A quinta maior cidade do país entre as dez capitais brasileiras mais populosas, tendo quadruplicado a sua população nas últimas décadas,vem, mais e mais, se constituindo em um funesto exemplo de negação da cidadania pela desconsideração ao atendimento dos direitos mais elementares do homem e da sua dignidade.
Ao longo do tempo a organização sócio espacial da cidade de Fortaleza traduziu-se em um modelo de crescimento que concentra a população de mais alta renda, serviços e equipamentos sociais de maior importância em determinados bairros e espalha o restante da população sem considerar, minimamente, questões como o meio ambiente, existência de equipamentos e intra-estrutura de serviços.

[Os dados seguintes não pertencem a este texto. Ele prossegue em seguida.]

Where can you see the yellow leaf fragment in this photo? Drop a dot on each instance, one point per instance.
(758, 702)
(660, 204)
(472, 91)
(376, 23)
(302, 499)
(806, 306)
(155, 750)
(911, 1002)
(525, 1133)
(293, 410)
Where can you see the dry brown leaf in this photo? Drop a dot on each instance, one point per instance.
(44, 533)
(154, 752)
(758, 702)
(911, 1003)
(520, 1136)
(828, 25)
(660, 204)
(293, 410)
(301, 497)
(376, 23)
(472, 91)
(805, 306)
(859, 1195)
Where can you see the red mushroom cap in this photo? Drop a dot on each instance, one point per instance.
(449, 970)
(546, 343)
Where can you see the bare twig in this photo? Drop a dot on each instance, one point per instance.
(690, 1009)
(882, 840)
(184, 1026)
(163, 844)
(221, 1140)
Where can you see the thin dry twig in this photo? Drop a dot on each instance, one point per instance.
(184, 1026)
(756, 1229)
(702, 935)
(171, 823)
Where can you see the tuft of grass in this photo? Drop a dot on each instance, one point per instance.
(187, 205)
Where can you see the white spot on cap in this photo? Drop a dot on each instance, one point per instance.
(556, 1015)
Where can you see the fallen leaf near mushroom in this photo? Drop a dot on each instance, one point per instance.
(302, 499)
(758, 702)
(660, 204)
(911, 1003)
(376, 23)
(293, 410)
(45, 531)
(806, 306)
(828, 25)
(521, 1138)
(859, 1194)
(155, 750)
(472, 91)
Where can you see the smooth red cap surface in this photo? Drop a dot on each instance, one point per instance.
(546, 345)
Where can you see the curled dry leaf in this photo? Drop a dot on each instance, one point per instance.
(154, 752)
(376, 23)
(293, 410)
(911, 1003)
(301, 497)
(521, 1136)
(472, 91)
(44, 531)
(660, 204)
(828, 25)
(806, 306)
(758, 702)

Registramos na cidade, áreas que detém menos de 15% da população e mais de 40% da renda e áreas que, apesar de contarem com mais de 21% da população, detém pouco mais de 10% da renda. Enquanto isso, recursos são destinados a viadutos e obras viárias, ainda que se registrem alguns avanços na melhoria da circulação do transporte público, ao passo que canais de drenagem ainda permanecem obstruídos com suas águas poluídas invadindo residências e atingindo frontalmente as populações mais pobres.

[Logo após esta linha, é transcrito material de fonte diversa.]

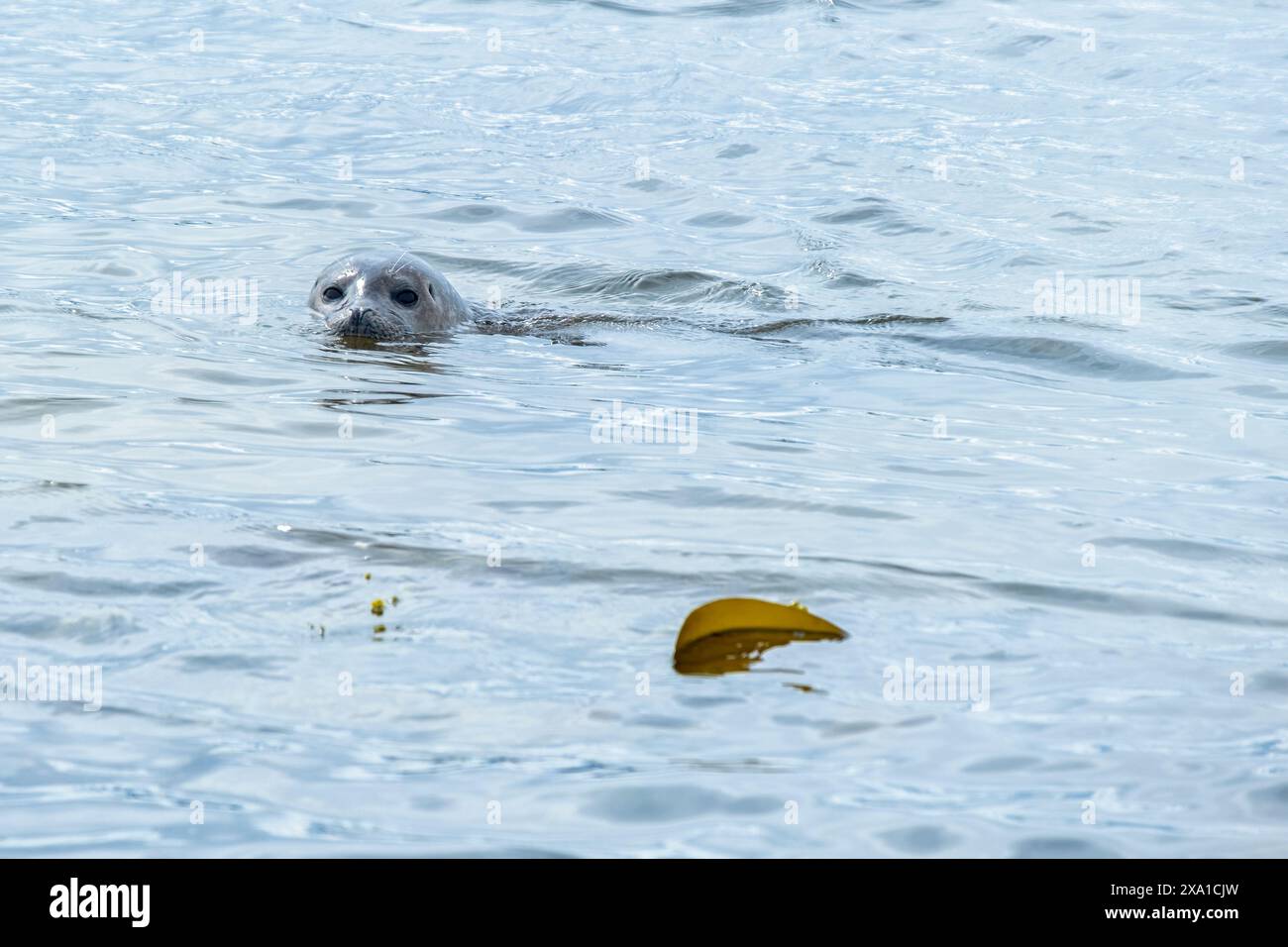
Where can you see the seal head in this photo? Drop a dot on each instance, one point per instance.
(385, 296)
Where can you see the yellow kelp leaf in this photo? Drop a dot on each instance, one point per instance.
(730, 634)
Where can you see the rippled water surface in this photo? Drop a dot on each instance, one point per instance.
(818, 227)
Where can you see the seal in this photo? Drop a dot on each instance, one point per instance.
(385, 296)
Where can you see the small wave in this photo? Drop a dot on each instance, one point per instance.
(1059, 355)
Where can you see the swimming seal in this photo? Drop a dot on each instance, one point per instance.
(385, 296)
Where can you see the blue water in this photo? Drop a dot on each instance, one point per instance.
(816, 230)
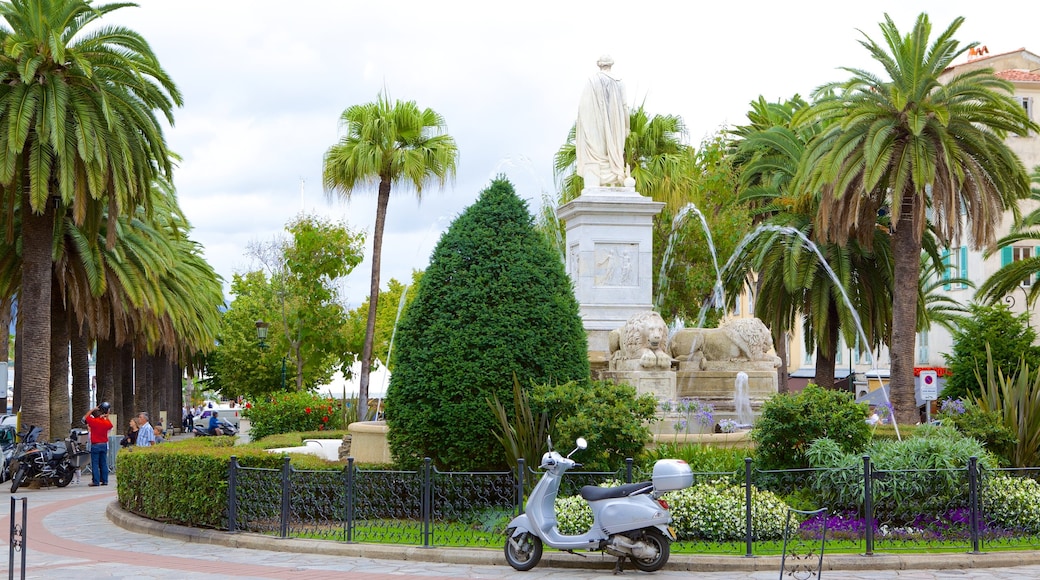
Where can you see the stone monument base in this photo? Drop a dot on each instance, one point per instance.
(658, 384)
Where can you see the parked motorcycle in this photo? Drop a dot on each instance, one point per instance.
(227, 426)
(628, 521)
(51, 463)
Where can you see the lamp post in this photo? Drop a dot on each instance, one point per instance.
(262, 338)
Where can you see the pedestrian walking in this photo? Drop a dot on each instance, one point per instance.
(99, 425)
(146, 433)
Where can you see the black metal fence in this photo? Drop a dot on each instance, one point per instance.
(868, 510)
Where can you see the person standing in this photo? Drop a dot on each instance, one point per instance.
(99, 425)
(146, 435)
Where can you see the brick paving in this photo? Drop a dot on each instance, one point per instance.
(79, 531)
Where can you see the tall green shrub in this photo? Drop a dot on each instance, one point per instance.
(293, 412)
(1010, 339)
(495, 301)
(612, 417)
(1015, 400)
(789, 423)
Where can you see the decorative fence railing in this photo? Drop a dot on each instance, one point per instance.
(433, 508)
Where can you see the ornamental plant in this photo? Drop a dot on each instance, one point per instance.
(713, 510)
(293, 412)
(716, 511)
(790, 422)
(1012, 503)
(495, 302)
(926, 474)
(1009, 337)
(985, 426)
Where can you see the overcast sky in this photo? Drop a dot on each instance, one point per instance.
(265, 82)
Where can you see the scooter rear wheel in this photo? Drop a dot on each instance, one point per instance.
(66, 478)
(17, 480)
(523, 551)
(655, 539)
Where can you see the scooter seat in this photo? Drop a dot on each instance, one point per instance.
(595, 493)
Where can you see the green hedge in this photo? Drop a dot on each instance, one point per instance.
(186, 481)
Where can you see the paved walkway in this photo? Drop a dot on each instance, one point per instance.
(79, 531)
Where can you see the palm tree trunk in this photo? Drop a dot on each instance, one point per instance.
(107, 371)
(373, 298)
(782, 373)
(125, 374)
(139, 384)
(80, 373)
(16, 398)
(906, 248)
(5, 318)
(59, 403)
(34, 315)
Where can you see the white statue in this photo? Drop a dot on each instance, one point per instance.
(744, 341)
(641, 344)
(602, 127)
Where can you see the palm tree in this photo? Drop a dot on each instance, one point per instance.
(78, 124)
(791, 278)
(386, 143)
(908, 143)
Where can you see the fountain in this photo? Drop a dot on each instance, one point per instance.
(742, 401)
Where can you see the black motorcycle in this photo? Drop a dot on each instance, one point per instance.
(227, 426)
(51, 463)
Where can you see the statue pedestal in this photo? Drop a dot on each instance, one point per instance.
(658, 384)
(609, 257)
(718, 388)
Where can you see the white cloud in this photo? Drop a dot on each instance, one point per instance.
(264, 84)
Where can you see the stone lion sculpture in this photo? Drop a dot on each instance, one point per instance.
(641, 344)
(739, 340)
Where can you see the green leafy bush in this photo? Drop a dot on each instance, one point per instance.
(1010, 339)
(609, 416)
(790, 422)
(986, 426)
(713, 511)
(1015, 399)
(716, 511)
(293, 412)
(1012, 502)
(186, 481)
(702, 458)
(928, 473)
(573, 515)
(495, 301)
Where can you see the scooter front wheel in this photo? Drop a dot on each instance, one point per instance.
(661, 545)
(522, 551)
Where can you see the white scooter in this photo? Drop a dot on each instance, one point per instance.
(628, 521)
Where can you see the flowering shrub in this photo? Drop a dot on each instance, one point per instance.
(573, 515)
(728, 426)
(716, 511)
(293, 412)
(952, 406)
(1012, 502)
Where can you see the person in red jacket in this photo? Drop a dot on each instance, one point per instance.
(97, 421)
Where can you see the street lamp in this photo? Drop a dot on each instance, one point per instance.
(262, 337)
(262, 334)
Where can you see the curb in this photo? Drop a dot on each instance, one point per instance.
(483, 556)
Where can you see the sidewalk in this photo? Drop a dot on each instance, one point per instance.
(80, 531)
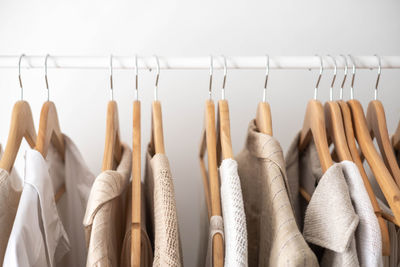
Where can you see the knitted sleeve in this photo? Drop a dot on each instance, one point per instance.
(233, 215)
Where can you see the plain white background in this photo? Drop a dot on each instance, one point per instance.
(190, 28)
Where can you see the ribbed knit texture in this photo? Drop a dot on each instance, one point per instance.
(233, 214)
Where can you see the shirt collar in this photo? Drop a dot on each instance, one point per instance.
(37, 176)
(330, 220)
(103, 190)
(264, 146)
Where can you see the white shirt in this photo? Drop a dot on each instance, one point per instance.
(233, 215)
(46, 233)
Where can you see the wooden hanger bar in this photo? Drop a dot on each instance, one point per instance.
(136, 188)
(218, 244)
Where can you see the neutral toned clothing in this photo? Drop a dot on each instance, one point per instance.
(104, 219)
(163, 220)
(46, 233)
(329, 220)
(233, 215)
(273, 236)
(368, 234)
(10, 193)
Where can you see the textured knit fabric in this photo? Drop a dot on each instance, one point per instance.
(368, 234)
(233, 215)
(104, 219)
(10, 193)
(273, 236)
(328, 221)
(163, 216)
(146, 251)
(46, 233)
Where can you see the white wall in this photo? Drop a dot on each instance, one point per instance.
(189, 28)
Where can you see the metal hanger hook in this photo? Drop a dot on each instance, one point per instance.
(346, 66)
(211, 73)
(45, 76)
(111, 79)
(333, 79)
(19, 76)
(378, 78)
(321, 70)
(352, 77)
(136, 79)
(266, 78)
(157, 78)
(224, 81)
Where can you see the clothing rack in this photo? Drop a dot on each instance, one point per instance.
(196, 63)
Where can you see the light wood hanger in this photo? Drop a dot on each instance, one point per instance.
(49, 131)
(396, 138)
(348, 125)
(381, 173)
(224, 129)
(211, 183)
(157, 135)
(263, 116)
(376, 121)
(21, 126)
(112, 147)
(136, 180)
(314, 127)
(334, 123)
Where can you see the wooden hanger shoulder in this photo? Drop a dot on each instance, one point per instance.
(335, 130)
(157, 128)
(21, 126)
(348, 125)
(376, 121)
(112, 147)
(381, 173)
(264, 118)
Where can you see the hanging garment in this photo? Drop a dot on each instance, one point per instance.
(146, 251)
(233, 215)
(160, 198)
(273, 236)
(105, 216)
(45, 233)
(328, 221)
(368, 234)
(10, 193)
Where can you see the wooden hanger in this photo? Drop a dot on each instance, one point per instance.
(224, 125)
(364, 140)
(396, 138)
(348, 125)
(136, 180)
(211, 183)
(22, 126)
(112, 147)
(376, 121)
(263, 116)
(314, 127)
(334, 124)
(157, 136)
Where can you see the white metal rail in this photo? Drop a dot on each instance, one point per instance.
(196, 63)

Resta-nos constatar, pela mais absoluta obviedade, que vivemos em uma Fortaleza dividida. De um lado temos uma cidade rica, equipada e relativamente pouco atingida pelos fenômenos climáticos cíclicos, e de outro uma cidade pobre, desequipada onde mora a maioria da população, conformando uma urbanização desigual a exibir as chagas da pobreza e da exclusão.
Apesar da existência de instrumentos  já reconhecidos (O Estatuto da Cidade - Lei 10.257, de 10 de julho de 2001, aprovado após 13 anos de tramitação, está prestes a completar 16 anos de sua aprovação), as dificuldades de implementação dos mesmos interpostas pelo poder econômico e suas relações com o poder político,  resulta na manutenção/ampliação de vazios urbanos a agregar valor aos seus detentores, enquanto a grande massa de excluídos permanece “empilhada” em áreas de risco a mercê das inundações e dos desmoronamentos, ou fazem das ruas, praças e calçadas os locais de sua sobrevivência.

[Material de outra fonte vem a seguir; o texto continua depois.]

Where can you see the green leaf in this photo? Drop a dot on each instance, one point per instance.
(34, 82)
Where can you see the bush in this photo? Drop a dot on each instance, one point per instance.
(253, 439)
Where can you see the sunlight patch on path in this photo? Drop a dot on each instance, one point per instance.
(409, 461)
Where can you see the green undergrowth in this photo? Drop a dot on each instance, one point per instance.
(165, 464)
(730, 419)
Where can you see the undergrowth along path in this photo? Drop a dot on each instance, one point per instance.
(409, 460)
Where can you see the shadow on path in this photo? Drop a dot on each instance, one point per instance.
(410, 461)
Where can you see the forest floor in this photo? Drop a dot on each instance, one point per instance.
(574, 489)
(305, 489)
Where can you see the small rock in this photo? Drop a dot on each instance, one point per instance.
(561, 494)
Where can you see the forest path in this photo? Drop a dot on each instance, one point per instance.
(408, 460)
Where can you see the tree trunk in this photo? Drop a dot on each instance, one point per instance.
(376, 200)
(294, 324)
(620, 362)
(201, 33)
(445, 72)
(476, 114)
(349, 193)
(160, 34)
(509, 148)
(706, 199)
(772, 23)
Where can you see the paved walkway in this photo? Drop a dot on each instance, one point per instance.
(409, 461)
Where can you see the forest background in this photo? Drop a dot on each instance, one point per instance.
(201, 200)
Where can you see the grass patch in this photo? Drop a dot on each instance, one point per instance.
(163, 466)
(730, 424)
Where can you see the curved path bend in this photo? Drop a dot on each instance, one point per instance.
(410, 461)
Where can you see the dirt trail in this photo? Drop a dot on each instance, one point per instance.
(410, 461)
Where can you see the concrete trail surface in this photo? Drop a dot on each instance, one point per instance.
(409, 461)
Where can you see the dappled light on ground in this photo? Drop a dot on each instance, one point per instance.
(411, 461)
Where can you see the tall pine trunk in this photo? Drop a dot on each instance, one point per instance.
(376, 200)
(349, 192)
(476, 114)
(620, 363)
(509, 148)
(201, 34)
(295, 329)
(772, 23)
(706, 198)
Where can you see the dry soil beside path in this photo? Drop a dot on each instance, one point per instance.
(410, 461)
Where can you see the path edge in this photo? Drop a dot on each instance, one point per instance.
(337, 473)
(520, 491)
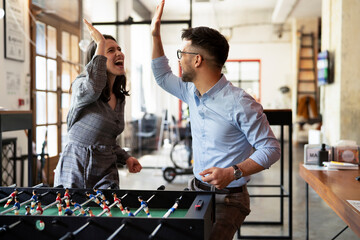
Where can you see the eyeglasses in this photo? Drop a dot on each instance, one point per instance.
(179, 53)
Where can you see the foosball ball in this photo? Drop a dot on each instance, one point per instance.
(57, 213)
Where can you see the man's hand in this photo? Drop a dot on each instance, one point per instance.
(133, 165)
(219, 177)
(156, 21)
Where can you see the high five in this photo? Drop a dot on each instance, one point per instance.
(226, 122)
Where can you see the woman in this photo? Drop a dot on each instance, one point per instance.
(95, 119)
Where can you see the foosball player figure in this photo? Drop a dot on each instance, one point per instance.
(34, 199)
(11, 197)
(144, 205)
(102, 196)
(77, 206)
(89, 211)
(67, 211)
(106, 208)
(93, 197)
(67, 197)
(58, 200)
(118, 203)
(39, 208)
(129, 213)
(27, 209)
(17, 206)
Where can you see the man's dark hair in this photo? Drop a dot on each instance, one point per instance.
(119, 87)
(211, 40)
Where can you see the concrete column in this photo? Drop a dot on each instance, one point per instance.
(339, 102)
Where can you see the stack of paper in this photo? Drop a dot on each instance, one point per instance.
(341, 165)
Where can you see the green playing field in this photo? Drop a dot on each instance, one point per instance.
(115, 211)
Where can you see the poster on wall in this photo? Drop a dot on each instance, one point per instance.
(13, 30)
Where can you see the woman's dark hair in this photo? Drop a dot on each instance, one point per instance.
(211, 40)
(119, 87)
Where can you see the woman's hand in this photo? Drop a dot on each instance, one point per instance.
(133, 165)
(155, 22)
(94, 33)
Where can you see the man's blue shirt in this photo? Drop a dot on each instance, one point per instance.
(227, 124)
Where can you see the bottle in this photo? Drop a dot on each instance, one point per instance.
(323, 155)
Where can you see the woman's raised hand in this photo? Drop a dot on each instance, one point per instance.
(155, 23)
(94, 33)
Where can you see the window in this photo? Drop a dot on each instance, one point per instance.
(244, 74)
(55, 63)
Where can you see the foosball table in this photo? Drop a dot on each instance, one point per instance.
(58, 213)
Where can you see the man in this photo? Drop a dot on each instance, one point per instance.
(226, 123)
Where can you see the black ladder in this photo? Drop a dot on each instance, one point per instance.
(307, 80)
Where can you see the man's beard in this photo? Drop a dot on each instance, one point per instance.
(188, 76)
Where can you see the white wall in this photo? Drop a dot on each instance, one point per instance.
(15, 75)
(15, 83)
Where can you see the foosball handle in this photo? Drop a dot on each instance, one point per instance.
(68, 235)
(4, 228)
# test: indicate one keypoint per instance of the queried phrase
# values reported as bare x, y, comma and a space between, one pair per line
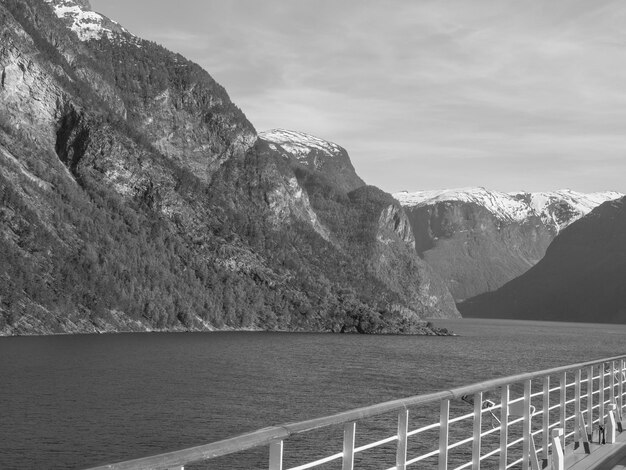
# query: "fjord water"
79, 401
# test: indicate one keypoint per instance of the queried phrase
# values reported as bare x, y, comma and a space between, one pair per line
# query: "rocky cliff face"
135, 195
579, 279
317, 154
478, 240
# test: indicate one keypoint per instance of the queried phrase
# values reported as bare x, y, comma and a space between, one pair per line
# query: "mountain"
581, 277
477, 239
134, 195
312, 152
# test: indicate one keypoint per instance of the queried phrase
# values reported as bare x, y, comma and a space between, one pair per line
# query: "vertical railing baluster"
349, 432
478, 426
577, 436
601, 394
504, 425
563, 395
589, 402
276, 455
444, 418
612, 382
620, 387
546, 416
403, 429
527, 426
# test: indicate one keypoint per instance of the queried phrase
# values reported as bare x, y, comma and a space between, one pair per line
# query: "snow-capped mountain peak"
85, 23
564, 206
502, 205
299, 144
555, 208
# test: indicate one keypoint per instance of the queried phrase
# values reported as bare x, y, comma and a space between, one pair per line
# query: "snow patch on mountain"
86, 24
556, 208
563, 207
299, 144
502, 205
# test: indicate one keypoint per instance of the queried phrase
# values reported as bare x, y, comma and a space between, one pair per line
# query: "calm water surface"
80, 401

Que cidade queremos construir? Que ambiente urbano queremos legar aos nossos descendentes? Que civilização? Uma cidade constituída de algumas “ilhas de prosperidade” dotadas de bons serviços, cercadas por “oceanos” de indigentes que habitam o lixo por ser esta a única opção que lhes foi permitida? Ou o nosso destino será a convivência com condomínios fechados e centros de compra nos quais a tranquilidade está garantida por esquemas de segurança privada.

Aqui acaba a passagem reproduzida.